Tak lama setelah kelahiran Sinurat di Harangan Parik, Sinabutar Raja Parmahan (Sinabutar II) membawa bayinya itu menemui keluarga Tulang Manurung yang juga berada di Sionggang. Bersama ompung boru Pinta Omas Manurung, Sinabutar Raja Parmahan berangkat dari rumahnya di Harangan Parik, Sionggang Tengah menuju rumah simatua-nya yang tak jauh dari rumahnya di Sionggang. Di Tulang Manurung inilah Sinurat diberkati menurut adat Dalihan Natolu.[3]

Tulang Manurung (saudara laki-laki dari Pinta Omas) menaruh boras si pir ni tondi (beras peneguh jiwa) ke atas kepala bayi Sinurat, sembari menghantarkan doa dan harapannya, “Asa marurat dainang pangintubu, marurat ma tubu ni sinurat, anak ni sinabutar raja parmahan” saat melangsungkan ritual meminta berkat dari Tulang Manurung (pihak keluarga ibu) untuk bayi Sinurat dalam adat Dalihan Natolu. Ritual adat ini merupakan ungkapan syukur atas kelahiran bere dan pahompu Ompuni Unggul Manurung.

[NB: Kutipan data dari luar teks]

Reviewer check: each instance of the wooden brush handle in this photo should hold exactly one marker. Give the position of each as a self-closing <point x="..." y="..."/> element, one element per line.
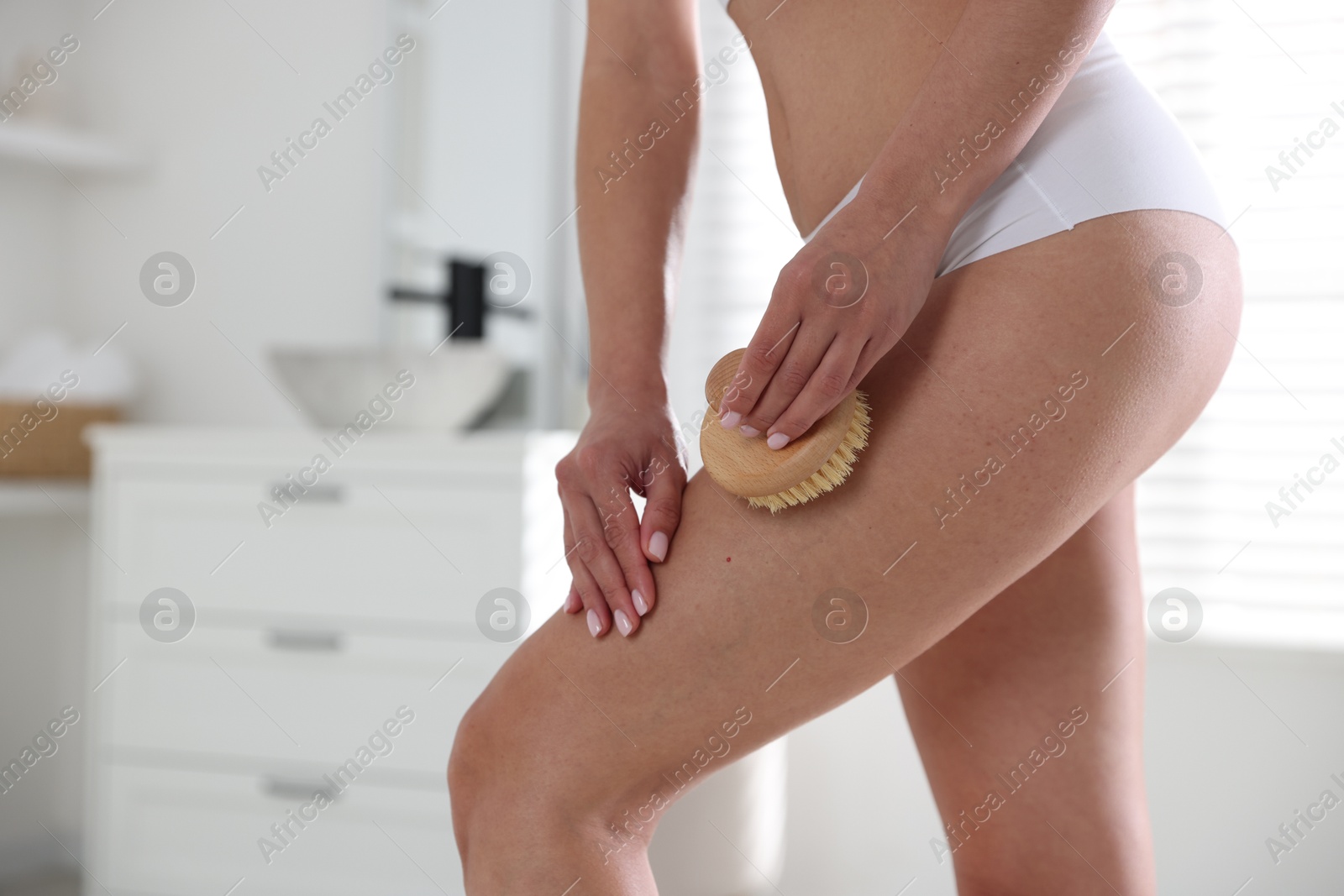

Pada kesempatan itulah bayi sulung dari Sinabutar Raja Parmahan itu diberi nama Sinurat oleh Tulang-nya. Konon nama "Sinurat" mengingatkan Tulang Manurung atas pesan yang pernah ia sampaikan kepada Sinabutar Raja Parmahan dan Pinta Omas Manurung saat pernikahan mereka. Inilah pesan yang dimaksud: “Naung marbagas do hamu nuaeng inang. Dibahen i sai denggan ma hamu marsianju-anjuan jala marsihaholongan. Sai situbu laklak ma hamu situbu singkoru di dolok ni Purbatua, sai situbu anak ma hamu tubuan boru, donganmu sarimatua. Sai marurat ma hamu tu toru, marjujungan tu ginjang, mardangka tu lambung, sigodang pangisi jala sideak pinompar. Martumbur ma baringin, mardangka ma hariara, sai matorop ma hamu maribur, martangkang ma juara, sai matotop maribur ma hamu songon siatur maranak, sai matorop masere ma hamu songon si atur nabolon.” [4][5]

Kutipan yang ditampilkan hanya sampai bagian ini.